Para ilmuwan menemukan cara menggunakan E. coli untuk membuat dan mewarnai kain berwarna pelangi di laboratorium

Para ilmuwan telah menggunakan bakteri hasil rekayasa genetika untuk membuat dan mewarnai kain secara bersamaan dalam metode satu pot. Dibandingkan dengan metode saat ini yang mengandalkan bahan bakar fosil, teknik baru ini menawarkan cara yang lebih sederhana dan berkelanjutan untuk memproduksi tekstil berwarna.

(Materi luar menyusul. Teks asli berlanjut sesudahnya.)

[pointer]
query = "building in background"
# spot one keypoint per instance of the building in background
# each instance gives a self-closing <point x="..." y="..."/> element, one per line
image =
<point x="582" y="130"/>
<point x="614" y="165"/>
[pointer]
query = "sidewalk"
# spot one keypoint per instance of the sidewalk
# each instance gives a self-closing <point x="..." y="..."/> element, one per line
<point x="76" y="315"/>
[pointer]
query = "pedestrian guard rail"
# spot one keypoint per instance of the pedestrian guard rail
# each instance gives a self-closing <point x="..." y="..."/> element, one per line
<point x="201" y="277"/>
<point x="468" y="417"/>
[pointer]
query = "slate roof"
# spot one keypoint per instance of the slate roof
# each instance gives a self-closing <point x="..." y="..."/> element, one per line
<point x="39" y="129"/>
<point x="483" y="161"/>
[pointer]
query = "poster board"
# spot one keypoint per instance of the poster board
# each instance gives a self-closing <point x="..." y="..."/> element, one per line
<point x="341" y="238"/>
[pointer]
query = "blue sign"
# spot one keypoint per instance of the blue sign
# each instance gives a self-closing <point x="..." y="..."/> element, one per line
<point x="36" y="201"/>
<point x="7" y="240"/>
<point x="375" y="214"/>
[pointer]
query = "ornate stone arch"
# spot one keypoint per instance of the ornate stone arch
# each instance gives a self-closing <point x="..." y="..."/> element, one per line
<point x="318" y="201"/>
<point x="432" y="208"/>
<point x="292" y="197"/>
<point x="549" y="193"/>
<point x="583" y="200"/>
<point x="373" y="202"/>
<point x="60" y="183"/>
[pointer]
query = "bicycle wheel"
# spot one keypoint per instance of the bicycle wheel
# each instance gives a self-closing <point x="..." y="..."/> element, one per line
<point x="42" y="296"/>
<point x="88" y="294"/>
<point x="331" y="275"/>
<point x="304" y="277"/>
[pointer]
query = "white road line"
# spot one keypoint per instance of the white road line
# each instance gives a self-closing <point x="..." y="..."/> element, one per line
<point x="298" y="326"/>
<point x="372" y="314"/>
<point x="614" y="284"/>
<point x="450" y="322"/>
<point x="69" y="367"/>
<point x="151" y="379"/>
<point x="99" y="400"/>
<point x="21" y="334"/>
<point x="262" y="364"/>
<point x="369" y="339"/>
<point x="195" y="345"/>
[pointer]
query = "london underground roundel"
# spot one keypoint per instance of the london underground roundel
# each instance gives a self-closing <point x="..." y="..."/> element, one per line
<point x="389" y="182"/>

Dalam sebuah studi baru yang dijelaskan 12 November di jurnal Tren Bioteknologipara peneliti menciptakan kain berbasis selulosa yang mencakup warna pelangi dengan mengubah kondisi yang digunakan untuk menumbuhkan bakteri.
Oleh karena itu, dalam beberapa tahun terakhir, terdapat tren yang berkembang untuk menggunakan metode alternatif dalam memproduksi serat alami dari fermentasi bakteri. Selulosa merupakan target yang menjanjikan, karena bahan ini meniru serat alami yang ditemukan pada kain seperti kapas. Berbagai macam bakteri biasanya mengubah glukosa menjadi serat selulosa untuk memberikan dukungan struktural dan bertahan melawan mikroba lain. Namun, selulosa yang dihasilkan oleh bakteri secara alami berwarna putih, yang berarti sering kali perlu diwarnai setelah diproses.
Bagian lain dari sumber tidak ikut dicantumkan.